Nicole A. Taylor is an American writer and cookbook author. Originally from Georgia, she moved to Brooklyn, New York in 2008 which became the basis for her 2015 cookbook, The Up South Cookbook: Chasing Dixie in a Brooklyn Kitchen. Taylor's food writing has twice been nominated for a James Beard Foundation Award. She has also hosted a podcast called Hot Grease.

==Biography==
Raised in Athens, Georgia, Taylor lived in Atlanta for 12 years. She moved to Brooklyn in 2008, which ultimately led to her cookbook The Up South Cookbook: Chasing Dixie in a Brooklyn Kitchen (Countryman Press, 2015).
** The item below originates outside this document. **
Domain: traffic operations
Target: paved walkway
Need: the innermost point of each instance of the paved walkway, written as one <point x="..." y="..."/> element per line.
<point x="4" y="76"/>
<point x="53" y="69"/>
Developed over three years, the book contains more than 100 recipes which Nneka Okona described in Brooklyn Magazine as "approachable for even novice cooks and all...restorative because they’re accompanied not only by instruction but also a story, a context for why the dish means something to [Taylor] on a deeper level...making Up South as much a cookbook as a narrative. Stories to move you. Stories you can feel in the same way good food, true comfort food, feeds and nourishes your soul and spirit." Writing in The New Republic, Stacia L. Brown similarly described the cookbook as "combined personal history, migration story, and recipe collection." NBC News called it a "must-have" cookbook for southern soul cooking and Essence, USA Today, Paste Magazine and Yahoo Food all named it to lists of best cookbooks in 2015. Yahoo praised Taylor's "knack for using new ingredients and her own personal experiences to create wholly original interpretations."

In 2017, Brooklyn Magazine named Taylor to its list of 100 influential people in Brooklyn culture, citing her work on The Up South Cookbook as well as her earlier podcast on food culture called Hot Grease, which aired on the Heritage Radio Network from 2009 to 2013.

Taylor served as director of special projects for chef Claus Meyer's Brownsville Community Culinary Center.

In 2020, Taylor was nominated for two James Beard Foundation Awards, in the categories of Best Personal Essay, Short Form, and Innovative Storytelling.

Her second cookbook, Watermelon & Red Birds: A Cookbook for Juneteenth and Black Celebrations, was published in 2022 by Simon & Schuster.